Lack of MSI and higher X_Mg in pyropic garnet cores (c. 0.83 in both, Hz 276 and Hz 322, respectively) differs from the MSI-bearing outer domains (Fig. 1a), where X_Mg drops abruptly to c. 0.78–0.81, with a concomitant drop in Al and increase of Ca and Cr (Fig. 2). Clinopyroxene and orthopyroxene feature relatively uniform X_Mg (0.94 and 0.92, respectively). Large Opx₁ (enstatite) grains are somewhat depleted in Al₂O₃ in their cores (c. 0.5 wt. %) compared to their rims (0.7–1.2 wt. %) and relatively homogeneous matrix grains. Large Cpx₁ (diopside) shows increase in Al₂O₃ and Cr₂O₃ from core (c. 0.8 wt. % Al₂O₃, c. 0.7 wt. % Cr₂O₃,) to rim (up to 1.7 wt. % Al₂O₃ and up to 1.1 wt. % Cr₂O₃), whose composition is similar to the matrix grains. Matrix olivine is homogeneous with X_Mg = 0.91. The representative mineral compositions are shown in Table 1.

Fig. 2

Compositional profile of garnet porphyroclast from Hz 322 depicting the chemical zoning between the core and the rim

Table 1 Representative chemical compositions of the silicates occurring in the garnet peridotites and their MSI

Multiphase solid inclusions

The mineral assemblages of the MSI in the studied samples, textural features and mineral compositions have been described by Čopjaková and Kotková (2018) and Kotková et al. (2021a). The multiphase solid inclusions are concentrated within the 200–1000 μm wide annulus at the rim of garnet porphyroclasts (Fig. 1a) and they reach up to 25 µm and 40 µm in diameter in harzburgite and lherzolite, respectively (Figs. 1, 3, 4). Multiphase solid inclusions from three peridotite samples—Hz 276, Hz 322 and Lh 332—were selected for this study (Fig. 3), as their mineral assemblages are favourable for forward thermodynamic models and conventional thermobarometry. The amount of the MSI relative to the garnet in Lh 332 was estimated to be between 0.07 and 0.37 vol. % (with a weighted average of 0.148 vol. %), depending on the garnet size. Below, the labelling MSI of Hz 276, MSI of Hz 322 and MSI of Lh 322 is used in order to distinguish the minerals occurring in the MSI from the assemblages comprising the host rocks.

Fig. 3

Backscattered electron images of the MSI. All MSI are enclosed in garnets. Some MSI exhibit distinct concentric (d, f, h) or polygonal (b, c) textures. The carbonate–silicate assemblages appropriate for the thermodynamic models include Kns/Phl Dol Amp Opx Grt Mgs in the case of Hz 276 (a–c), Kns/Phl Dol Cpx Opx Mgs Grt Chr in the case of Hz 322 (d–f), and Kns/Phl Amp Dol Mgs Cpx ± Grt in the case of Lh 332 (g–i), respectively

Fig. 4

Photomicrographs of graphite (marked with arrows) occurring within the MSI and the adjacent decrepitation features (offshoots)

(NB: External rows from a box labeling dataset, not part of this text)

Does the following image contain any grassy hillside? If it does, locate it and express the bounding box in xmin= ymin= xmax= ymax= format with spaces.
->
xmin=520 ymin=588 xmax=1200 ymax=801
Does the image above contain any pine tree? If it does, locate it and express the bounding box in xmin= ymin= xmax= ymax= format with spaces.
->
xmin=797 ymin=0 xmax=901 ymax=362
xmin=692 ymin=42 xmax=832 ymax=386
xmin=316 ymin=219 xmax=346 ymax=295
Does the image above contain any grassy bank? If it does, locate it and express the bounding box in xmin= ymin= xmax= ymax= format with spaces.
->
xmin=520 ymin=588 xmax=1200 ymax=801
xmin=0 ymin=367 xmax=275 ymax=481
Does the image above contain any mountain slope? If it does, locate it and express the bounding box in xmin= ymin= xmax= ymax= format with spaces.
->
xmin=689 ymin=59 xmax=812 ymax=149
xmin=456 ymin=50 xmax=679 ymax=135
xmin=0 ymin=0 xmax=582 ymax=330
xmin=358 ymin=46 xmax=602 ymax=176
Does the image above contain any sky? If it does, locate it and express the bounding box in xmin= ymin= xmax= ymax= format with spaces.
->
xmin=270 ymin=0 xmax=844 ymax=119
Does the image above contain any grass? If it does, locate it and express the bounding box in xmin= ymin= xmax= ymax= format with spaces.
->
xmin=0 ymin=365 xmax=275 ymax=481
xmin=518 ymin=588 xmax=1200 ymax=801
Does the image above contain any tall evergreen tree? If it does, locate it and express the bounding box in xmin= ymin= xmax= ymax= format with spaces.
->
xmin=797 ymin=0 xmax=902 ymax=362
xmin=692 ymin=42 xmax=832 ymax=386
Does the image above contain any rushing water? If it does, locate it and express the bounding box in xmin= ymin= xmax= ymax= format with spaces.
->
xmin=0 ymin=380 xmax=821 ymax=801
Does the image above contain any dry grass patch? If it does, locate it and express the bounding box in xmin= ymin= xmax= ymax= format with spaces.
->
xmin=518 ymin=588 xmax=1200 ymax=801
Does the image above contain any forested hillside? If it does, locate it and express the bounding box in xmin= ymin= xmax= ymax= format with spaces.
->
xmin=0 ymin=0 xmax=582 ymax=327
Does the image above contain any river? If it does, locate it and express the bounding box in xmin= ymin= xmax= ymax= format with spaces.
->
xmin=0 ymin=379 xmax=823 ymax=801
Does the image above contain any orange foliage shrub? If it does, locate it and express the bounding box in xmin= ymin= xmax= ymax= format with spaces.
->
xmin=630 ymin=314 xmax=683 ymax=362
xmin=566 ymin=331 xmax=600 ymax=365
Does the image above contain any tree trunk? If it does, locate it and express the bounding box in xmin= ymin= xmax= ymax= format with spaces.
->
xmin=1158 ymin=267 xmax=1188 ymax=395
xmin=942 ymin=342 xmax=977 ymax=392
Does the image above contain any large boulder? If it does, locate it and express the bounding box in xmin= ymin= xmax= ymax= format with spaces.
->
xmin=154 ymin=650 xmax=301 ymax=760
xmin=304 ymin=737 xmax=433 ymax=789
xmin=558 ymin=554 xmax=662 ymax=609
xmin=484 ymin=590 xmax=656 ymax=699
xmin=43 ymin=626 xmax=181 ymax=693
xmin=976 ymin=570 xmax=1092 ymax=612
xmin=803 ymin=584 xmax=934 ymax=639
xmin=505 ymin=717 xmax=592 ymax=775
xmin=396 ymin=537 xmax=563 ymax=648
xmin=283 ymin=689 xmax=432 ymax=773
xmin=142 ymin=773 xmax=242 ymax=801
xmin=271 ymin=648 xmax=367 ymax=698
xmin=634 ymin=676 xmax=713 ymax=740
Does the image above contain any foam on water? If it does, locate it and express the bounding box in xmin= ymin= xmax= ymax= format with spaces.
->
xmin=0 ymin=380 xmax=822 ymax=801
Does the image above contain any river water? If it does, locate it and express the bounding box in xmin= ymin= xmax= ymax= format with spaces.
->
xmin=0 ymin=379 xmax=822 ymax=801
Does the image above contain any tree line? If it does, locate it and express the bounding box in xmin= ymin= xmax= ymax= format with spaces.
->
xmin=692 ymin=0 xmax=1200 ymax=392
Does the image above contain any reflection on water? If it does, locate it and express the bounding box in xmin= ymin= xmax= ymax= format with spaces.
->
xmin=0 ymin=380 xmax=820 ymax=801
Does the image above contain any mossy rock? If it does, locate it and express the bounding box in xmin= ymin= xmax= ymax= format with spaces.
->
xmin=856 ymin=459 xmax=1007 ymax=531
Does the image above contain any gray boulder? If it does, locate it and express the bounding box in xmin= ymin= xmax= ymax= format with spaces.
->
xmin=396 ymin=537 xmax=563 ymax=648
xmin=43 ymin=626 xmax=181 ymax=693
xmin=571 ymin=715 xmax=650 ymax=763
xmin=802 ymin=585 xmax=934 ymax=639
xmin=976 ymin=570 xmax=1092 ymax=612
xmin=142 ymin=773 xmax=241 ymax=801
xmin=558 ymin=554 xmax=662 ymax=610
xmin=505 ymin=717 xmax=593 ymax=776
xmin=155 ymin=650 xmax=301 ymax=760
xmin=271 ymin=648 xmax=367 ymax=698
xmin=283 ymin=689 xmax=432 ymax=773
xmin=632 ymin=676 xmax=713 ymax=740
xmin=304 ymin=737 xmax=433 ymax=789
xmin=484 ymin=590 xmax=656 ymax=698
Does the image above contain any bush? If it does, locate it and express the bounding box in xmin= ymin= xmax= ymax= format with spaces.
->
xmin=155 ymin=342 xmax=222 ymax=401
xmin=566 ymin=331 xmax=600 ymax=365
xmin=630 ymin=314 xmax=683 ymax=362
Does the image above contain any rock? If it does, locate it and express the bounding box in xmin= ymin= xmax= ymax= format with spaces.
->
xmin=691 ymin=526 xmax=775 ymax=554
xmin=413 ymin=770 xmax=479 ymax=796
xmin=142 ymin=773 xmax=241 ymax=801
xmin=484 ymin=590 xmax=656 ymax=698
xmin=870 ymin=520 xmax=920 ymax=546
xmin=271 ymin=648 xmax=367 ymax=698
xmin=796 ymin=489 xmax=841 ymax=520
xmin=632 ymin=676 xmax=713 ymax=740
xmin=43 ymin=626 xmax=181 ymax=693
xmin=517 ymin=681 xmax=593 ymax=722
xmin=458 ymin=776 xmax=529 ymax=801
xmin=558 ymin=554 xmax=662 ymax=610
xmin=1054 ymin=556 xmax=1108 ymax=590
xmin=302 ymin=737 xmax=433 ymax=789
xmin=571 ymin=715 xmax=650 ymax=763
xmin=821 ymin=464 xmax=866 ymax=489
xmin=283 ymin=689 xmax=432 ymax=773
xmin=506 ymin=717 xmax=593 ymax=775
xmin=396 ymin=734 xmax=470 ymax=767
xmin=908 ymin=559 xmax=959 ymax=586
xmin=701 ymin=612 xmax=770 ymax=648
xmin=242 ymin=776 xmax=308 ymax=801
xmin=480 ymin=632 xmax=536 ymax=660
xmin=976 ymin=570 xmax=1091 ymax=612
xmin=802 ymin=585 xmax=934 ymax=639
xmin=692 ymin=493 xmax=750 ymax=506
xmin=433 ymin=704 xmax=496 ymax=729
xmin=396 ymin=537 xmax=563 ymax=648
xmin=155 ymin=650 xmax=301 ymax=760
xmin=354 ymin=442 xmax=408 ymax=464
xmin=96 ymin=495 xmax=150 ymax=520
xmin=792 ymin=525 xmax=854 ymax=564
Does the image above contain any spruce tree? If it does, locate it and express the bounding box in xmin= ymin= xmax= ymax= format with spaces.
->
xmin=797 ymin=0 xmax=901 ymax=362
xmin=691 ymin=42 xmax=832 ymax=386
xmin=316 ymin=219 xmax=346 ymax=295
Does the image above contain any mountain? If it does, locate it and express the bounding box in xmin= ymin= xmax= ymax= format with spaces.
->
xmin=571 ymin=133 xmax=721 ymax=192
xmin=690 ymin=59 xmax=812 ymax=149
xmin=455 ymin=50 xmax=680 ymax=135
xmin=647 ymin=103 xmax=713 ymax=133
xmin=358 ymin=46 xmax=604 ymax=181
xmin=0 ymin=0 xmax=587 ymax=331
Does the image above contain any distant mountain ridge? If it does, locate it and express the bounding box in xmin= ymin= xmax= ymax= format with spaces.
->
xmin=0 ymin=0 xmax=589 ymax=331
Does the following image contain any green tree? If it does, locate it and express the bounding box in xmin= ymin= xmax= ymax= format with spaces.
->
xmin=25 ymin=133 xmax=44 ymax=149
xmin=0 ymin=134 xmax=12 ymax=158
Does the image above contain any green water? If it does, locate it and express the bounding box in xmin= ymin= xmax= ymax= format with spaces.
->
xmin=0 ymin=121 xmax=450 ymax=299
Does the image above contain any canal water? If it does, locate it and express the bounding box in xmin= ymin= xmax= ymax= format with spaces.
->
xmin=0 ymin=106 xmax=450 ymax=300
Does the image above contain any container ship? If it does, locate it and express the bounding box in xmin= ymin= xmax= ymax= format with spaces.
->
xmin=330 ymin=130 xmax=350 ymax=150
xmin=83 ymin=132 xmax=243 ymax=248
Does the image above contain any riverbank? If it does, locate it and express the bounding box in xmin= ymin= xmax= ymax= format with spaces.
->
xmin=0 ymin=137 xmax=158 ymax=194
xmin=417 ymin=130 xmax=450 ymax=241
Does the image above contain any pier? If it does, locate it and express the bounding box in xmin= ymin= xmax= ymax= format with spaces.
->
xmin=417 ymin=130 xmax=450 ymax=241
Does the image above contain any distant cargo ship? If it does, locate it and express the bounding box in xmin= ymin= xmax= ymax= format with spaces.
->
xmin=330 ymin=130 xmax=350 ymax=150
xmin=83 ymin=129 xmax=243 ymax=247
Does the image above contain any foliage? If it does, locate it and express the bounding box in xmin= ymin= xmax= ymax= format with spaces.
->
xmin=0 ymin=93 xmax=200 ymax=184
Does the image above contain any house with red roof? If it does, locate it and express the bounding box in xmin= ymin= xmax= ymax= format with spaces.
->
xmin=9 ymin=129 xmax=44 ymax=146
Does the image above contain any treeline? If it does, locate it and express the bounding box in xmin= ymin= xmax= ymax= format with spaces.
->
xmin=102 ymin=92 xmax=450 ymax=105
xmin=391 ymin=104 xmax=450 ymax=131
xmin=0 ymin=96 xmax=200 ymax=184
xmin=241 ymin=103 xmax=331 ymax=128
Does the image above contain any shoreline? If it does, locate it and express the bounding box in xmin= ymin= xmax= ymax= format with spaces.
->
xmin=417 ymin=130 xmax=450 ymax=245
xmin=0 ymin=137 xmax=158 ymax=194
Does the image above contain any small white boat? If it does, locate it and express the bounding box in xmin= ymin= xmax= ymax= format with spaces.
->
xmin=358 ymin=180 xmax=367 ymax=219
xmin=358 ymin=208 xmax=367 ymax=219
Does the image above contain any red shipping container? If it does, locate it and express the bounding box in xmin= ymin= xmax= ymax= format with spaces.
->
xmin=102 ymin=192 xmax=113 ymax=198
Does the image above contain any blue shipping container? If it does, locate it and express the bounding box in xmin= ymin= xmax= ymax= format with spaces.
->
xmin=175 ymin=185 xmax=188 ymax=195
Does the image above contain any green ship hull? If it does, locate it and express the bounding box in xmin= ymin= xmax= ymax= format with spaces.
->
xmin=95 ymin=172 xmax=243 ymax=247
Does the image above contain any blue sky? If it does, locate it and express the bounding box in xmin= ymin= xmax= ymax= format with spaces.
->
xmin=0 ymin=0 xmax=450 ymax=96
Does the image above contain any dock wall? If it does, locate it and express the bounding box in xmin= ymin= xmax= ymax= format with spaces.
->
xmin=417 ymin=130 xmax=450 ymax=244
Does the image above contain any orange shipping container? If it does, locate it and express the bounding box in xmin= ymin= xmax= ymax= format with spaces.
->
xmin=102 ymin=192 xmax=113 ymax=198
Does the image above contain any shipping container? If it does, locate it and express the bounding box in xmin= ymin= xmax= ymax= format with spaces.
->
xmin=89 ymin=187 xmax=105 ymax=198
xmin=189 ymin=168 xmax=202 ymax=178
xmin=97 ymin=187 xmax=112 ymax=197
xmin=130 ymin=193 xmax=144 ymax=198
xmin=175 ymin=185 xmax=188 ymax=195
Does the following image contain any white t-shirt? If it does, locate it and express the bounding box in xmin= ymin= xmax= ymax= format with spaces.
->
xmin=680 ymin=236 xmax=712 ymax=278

Mineral assemblages of the MSI in studied samples are summarised in Table 2. The MSI of Hz 276 contains abundant Amp, and minor Grt. By contrast, the MSI of Hz 322 contains Cpx, whereas Amp is lacking. The fabric can be concentric with barian mica ± other silicates at the rim and dolomite/magnesite in the core (Fig. 3a, d, e, f). The MSI of Lh 332 with the most variable mineral assemblage contains relatively higher Mgs proportions and is commonly characterised by polygonal fabric (Fig. 3b, c; see also Čopjaková and Kotková 2018; Kotková et al. 2021a). Chromite to magnesiochromite is an important carrier of Cr in MSI of harzburgites (Fig. 3a, c). Graphite occurs in some MSI as rounded grains (Fig. 4a) or films along grain boundaries. In addition, graphite can be observed in offshoots or fluid inclusion haloes (Fig. 4b). These decrepitation features are developed at the vicinity of about 30% of the MSI.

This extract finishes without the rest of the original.